Earlier this week, I posted this picture on facebook and said this:
"2nd revision. 2 day deadline on Saturday. So, I'm giving myself a little time to cry and I'll eat something really bad for me then I guess I'll get to work. There's a lot more red than black on these pages. I'm just sayin'.... "
It's the 2nd revision from my editor at Segullah. (That's still thrilling to say... My Editor. I'm learning to own it, Jen.) My deadline was in 2 days and I was feeling the crunch on top of children's homework, a family wedding and cousins visiting from California with whom I really wanted to spend time.
So I sat at the computer, said a prayer and started to revise. A little later a friend came to the door bearing a gift. A cold, chocolately ice cream gift. A little later in the day, another friend stopped by with a bag of goodies, some of my favorite goodies, involving chocolate and peanut butter.
They both relayed sentiments similar to the many amazing comments on facebook. Beautiful validation and support.

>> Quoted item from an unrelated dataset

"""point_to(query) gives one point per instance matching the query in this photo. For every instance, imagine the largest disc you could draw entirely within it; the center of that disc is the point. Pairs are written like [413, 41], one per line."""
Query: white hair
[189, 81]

My heart swelled like a sponge soaking in the outpouring of love and friendship I felt from those reaching out to offer encouragement and support, through their words, well wishes and thoughtful gifts. Who am I to deserve any of this?
As I've reflected on this over the weekend, I've learned two things.
#1. I want to be that kind of friend to others. Because it's a big deal and goes a long way to feel so much love. I want to support and encourage friends as they achieve goals and work toward their dreams. I want to be aware of and involved in what my friends, family, spouse and children are doing so I can offer the same love and strength to them with which I have been so blessed.
The problem is I'm sort of a blockhead and I'm just not that aware. Too often I'm not paying attention, I'm wrapped up in myself or just plain distracted. It happens, doesn't it? We want to do something. We're ready and willing, we just don't know who or how. That leads me to #2.
#2. Say Something. Let your friends and family know what you're working on, dreaming about, struggling with. We want to know! (And you may get yummy treats and amazing words of affirmation.) I'm reminded of the book "Mutant Message Down Under" by Marlo Morgan. She writes about the lessons she learned on a walk-about with an aboriginal tribe. At one point, she is trying to describe birthday parties to the tribe and they are clueless. They don't celebrate birthdays.
"If you don't celebrate getting older," I said, "what do you celebrate?"
"Getting better," was the reply. "We celebrate if we are a better, wiser person this year than last. Only you would know, so it is you who tells the others when it is time to have the party."
And later in the book -
"...it is in recognition of the uniqueness and contribution to life. They believe that the purpose for the passage of time is to allow a person to become better, wiser, to express more and more of one's beingness. So if you are a better person this year than last, and only you know that for certain, then you call for the party. Whe you say you are ready, everyone honors that."
I LOVE this concept. Hence, one of the reasons I posted on facebook in the first place. And I'm so grateful to the friends who are joining me in my journey and my celebration.
And for the rest of us knuckleheads, let's all celebrate with each other more often. Just remember, YOU can be the one to tell us when it is time to have the party!